Task 6 - Using arraylist_put instead of arraylist_push

This task involved repeating experiment 1 with default settings, but putting elements at the front rather than pushing elements on to the end each time. As the results show, this is a VERY slow process and I had to lower n in order to obtain reasonable times. As I doubled n, the time more than doubled - it exponentially increases. From code inspection, it should be fairly obvious that putting an element at the start of the array means that the whole array has to be shifted along one space by memmove()... this is extra work on top of the rudimentary parts of the function. Mathematically, the reason for the exponentially growing time is: Time to shift data α Array size α n


n = 500 lots of 10

Times (s) = 0.005, 0.005, 0.005, 0.005, 0.005
Average Time (s) = 0.005 s


n = 1000 lots of 10

Times (s) = 0.031, 0.031, 0.031, 0.030, 0.030
Average Time (s) = 0.031 s


n = 2000 lots of 10

Times (s) = 0.139, 0.140, 0.142, 0.141, 0.140
Average Time (s) = 0.140 s

Conclusion

There are risks and trade-offs when using arithmetic growth, geometric growth and putting aside memory at the start of the program.

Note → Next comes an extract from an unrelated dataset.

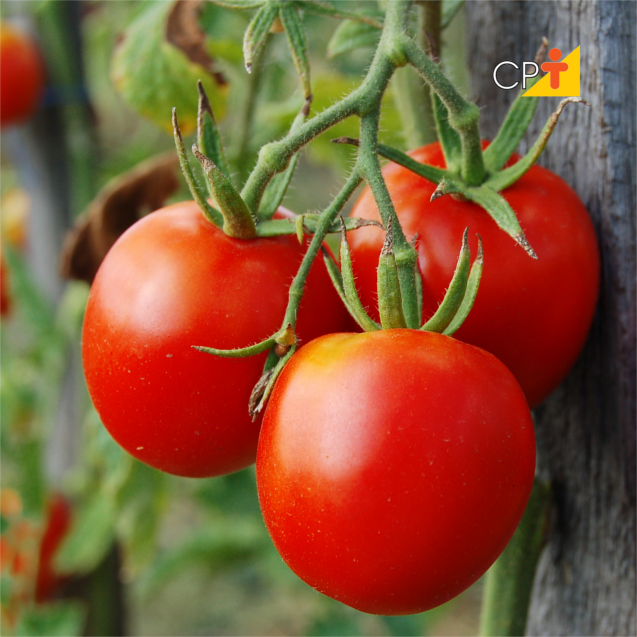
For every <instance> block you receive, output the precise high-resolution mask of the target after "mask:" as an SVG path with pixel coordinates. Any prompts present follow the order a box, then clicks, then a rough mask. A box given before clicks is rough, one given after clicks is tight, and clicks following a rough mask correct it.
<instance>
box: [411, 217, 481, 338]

Geometric growth factors seem to be the most consistent, but there is always a danger of overstepping the computer memory as the array capacity increases very quickly. Putting aside memory at the start can be quite useful if we are able to anticipate what is required before the program is run. The problem with arithmetic is that it doesn't seem to scale as easily/well as geometric factors, but that can be remedied with a bit of tinkering. And lastly, a larger investment of memory (in one shot) for all systems, tends to result in a faster runtime because the program is not forced to continually resize the array and move plenty of data around using realloc().

I had next to no problems in this lab... in fact the only problems were the discrepancies between the MSVC campus results and the Dev-C++ home system results.